The novel naturally starts with introducing our main characters, firming that requirement of the Reader identifying them, before throwing the fatted calf to the wolf as we make the Ocean View gallery in fairly quick fashion. We then get a fairly harrowing section of the novel where Trudy and Bruce become victims of a sadistic madman, albeit in a fairly unique setting. What Ms Brown does well here, between describing what's going down, is to leave the main festivities off the page. Hate to tell ya folks, but you are going to have to work out for yourself just what happened to Bruce in a room we never get to view firsthand. And this is the first block of the book, from there we move to paranoia, a degree of unease about who else was in the house and just how far their influence extends, and the central focus of After the Darkness, just how far would someone go to protect their selves and family? To paraphrase Romero in terms of a psycho thriller, "they are us and we are them". Pretty heady stuff really and you will be pumping through the pages as things deteriorate for our main characters. Is there a resolution? Your call on that particular requirement, though since we're not really looking at a sequel that I can see we can probably sign off on one.

What's interesting about After the Darkness, besides the book being a bloody good read, is that Honey Brown has set her main white middle class family, in a white middle class township that almost reads as the Australian Stepford. What the novel hammers away at is the old trope that Civilisation is a very thin veneer over the cracks caused by chaos entering normal lives. Hence we are definitely in horror territory with this one. It really is no surprise when the Harrisons leave their home in Delaney, the township has become alien to their new found reality, the fact that they then try and recreate their lives in another middle class paradise should equally come as no surprise. Is Honey Brown hitting the theme that we all crave our comfort zones? - another question you'll have to answer for yourself after reading the novel.

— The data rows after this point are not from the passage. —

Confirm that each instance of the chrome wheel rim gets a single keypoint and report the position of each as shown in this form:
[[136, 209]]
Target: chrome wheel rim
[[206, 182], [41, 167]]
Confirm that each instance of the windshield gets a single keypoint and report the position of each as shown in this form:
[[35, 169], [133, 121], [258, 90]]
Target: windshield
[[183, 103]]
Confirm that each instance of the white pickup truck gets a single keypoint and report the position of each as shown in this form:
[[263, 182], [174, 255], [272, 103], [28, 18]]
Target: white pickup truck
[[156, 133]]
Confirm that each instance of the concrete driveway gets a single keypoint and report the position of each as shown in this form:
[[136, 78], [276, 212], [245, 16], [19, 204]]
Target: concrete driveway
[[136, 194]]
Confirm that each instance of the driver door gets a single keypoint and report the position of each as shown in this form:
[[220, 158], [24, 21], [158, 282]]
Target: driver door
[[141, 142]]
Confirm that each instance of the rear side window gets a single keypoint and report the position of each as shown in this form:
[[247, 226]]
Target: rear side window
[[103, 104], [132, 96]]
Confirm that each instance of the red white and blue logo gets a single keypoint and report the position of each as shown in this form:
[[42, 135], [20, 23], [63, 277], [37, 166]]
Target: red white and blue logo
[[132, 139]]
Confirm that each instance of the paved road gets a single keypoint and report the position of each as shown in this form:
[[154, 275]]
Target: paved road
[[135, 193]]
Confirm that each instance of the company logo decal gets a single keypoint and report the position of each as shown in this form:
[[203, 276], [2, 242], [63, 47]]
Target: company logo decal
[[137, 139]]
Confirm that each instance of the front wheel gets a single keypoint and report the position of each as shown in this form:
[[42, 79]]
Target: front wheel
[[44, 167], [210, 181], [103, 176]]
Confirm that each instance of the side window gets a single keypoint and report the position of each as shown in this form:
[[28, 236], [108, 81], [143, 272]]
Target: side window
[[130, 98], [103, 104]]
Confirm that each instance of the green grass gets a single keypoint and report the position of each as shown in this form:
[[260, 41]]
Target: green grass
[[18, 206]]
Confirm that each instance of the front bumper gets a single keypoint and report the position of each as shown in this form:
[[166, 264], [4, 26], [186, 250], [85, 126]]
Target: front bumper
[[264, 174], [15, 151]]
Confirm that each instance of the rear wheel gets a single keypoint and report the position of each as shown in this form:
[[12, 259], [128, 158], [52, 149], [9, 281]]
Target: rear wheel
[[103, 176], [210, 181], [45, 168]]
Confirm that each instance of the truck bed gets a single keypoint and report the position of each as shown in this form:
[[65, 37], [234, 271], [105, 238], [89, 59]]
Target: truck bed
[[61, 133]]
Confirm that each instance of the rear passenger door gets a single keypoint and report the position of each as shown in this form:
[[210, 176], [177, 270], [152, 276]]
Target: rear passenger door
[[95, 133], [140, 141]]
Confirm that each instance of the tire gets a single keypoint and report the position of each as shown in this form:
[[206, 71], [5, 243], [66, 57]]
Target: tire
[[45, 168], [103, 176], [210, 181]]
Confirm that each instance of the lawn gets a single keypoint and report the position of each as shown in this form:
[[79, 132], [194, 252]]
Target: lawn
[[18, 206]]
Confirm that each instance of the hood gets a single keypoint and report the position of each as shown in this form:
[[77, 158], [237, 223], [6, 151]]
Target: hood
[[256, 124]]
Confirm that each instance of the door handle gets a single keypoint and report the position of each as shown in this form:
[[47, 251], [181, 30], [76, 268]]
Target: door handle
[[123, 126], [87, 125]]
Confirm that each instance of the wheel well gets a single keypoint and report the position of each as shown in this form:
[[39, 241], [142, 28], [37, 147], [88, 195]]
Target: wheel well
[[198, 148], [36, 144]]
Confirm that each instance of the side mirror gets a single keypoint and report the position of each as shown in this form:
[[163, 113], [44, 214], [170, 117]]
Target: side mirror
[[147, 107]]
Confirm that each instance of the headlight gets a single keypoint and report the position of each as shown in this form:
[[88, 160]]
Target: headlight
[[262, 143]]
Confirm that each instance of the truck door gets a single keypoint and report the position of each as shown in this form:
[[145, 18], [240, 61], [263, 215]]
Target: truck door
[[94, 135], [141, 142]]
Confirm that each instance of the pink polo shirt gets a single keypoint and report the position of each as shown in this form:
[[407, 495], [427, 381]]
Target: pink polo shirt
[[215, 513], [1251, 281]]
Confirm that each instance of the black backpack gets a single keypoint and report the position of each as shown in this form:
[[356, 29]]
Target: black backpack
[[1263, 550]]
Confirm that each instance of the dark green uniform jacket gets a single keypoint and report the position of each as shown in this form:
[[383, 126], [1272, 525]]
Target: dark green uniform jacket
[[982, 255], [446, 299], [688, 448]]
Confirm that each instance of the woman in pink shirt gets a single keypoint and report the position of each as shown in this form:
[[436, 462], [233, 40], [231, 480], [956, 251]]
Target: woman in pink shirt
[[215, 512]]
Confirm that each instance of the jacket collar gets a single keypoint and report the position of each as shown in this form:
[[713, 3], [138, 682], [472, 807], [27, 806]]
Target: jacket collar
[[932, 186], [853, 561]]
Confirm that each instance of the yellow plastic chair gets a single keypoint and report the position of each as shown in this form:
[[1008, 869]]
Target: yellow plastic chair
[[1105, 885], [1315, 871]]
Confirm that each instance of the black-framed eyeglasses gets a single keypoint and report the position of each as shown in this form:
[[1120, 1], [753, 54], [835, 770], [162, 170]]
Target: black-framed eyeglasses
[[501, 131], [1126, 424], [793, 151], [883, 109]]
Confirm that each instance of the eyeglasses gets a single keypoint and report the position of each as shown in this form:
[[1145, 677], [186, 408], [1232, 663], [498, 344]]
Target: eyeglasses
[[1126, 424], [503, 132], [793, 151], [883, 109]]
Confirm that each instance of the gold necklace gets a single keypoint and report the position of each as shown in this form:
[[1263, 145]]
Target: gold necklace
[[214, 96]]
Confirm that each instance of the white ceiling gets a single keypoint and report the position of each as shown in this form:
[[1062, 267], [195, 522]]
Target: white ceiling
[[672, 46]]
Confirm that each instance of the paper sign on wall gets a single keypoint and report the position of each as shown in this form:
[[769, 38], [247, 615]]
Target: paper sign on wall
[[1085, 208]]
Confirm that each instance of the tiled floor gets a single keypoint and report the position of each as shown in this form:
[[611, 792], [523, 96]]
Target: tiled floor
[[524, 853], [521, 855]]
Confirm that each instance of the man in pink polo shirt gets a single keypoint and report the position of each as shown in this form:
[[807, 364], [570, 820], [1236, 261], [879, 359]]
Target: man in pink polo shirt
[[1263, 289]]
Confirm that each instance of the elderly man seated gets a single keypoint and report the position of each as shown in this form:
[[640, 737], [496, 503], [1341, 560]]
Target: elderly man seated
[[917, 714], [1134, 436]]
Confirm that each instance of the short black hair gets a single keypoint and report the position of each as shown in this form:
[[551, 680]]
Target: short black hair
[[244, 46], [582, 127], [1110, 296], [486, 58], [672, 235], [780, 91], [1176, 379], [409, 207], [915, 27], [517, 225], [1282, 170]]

What is apparent to even a casual read however is that there is more going down here than what one may have expected. But then we should have known the Author would have dug under the skin considering the previously published Red Queen.

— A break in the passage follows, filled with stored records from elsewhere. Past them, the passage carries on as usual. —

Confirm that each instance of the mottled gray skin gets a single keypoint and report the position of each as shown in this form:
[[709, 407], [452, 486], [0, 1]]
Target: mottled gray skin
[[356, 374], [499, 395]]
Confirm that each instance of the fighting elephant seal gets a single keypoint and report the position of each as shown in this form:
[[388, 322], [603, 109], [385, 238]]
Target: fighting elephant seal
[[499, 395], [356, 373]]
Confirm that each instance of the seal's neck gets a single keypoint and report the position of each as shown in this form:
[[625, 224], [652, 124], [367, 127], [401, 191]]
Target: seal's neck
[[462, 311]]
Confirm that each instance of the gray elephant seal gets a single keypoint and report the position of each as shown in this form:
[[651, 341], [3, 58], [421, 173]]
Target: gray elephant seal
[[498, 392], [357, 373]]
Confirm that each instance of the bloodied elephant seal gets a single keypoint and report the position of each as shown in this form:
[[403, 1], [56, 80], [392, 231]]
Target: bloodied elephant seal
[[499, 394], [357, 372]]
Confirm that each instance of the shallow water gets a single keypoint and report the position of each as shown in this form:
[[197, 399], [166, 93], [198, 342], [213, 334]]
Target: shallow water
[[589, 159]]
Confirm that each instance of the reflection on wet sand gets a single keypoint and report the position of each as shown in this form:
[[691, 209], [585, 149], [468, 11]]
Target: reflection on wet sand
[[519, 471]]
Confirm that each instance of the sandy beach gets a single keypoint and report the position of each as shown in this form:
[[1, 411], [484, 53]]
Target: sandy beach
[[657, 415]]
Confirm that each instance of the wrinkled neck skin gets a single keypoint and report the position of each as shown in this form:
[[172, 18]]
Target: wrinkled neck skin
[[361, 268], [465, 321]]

Overall I guess the gorehounds are going to be very disappointed, there's a prevailing feeling of nastiness when the red hits the meat cleaver but Honey Brown doesn't go out of her way to draw things in graphic detail. The blood seeps through the pages rather than being splattered across them. Equally don't dial into After the Darkness if after one of those sexed up PR outings, while not being prim and proper, there also isn't a lot in the titillation department for the female demographics to get hot and bothered over.

What you do get is a well written tale of paranoia and creeping dread that almost forces you to turn the page to see what happens next. Honey Brown has dived into the quiet waters of atmospheric horror and constructed a plot that flows without disruption to a conclusion that might best be described as a truce between conflicts. Pure horror aficionados might be at pains to point out this novel isn't for them, but then there are plenty of spare rooms at the horror manse, try another one to see if the atmosphere might surprise. Well recommended novel for fans of the darker genre and fans of the thriller outing, a tightly woven tale of tension that will have you staying up late to finish.

I scored a copy of After the Darkness via the new Dymocks store that opened up at our local mall. The chick behind the counter could tell me I brought the last copy of the twenty they originally ordered in, but a second order was already placed. So in the wash up the novel should be available at your local bookstore and if not then it has probably sold out, ask when new stock is arriving. My copy had a $20 price tag, sucks to be us to be honest, so put that down as your benchmark. For foreign readers, any of the major online outlets should carry the book. Now I've got to hunt out Honey Brown's second novel, The Good Daughter.

Beyond Scary Rates this read as ...

  Original take on one of the core horror concepts that takes things in other directions.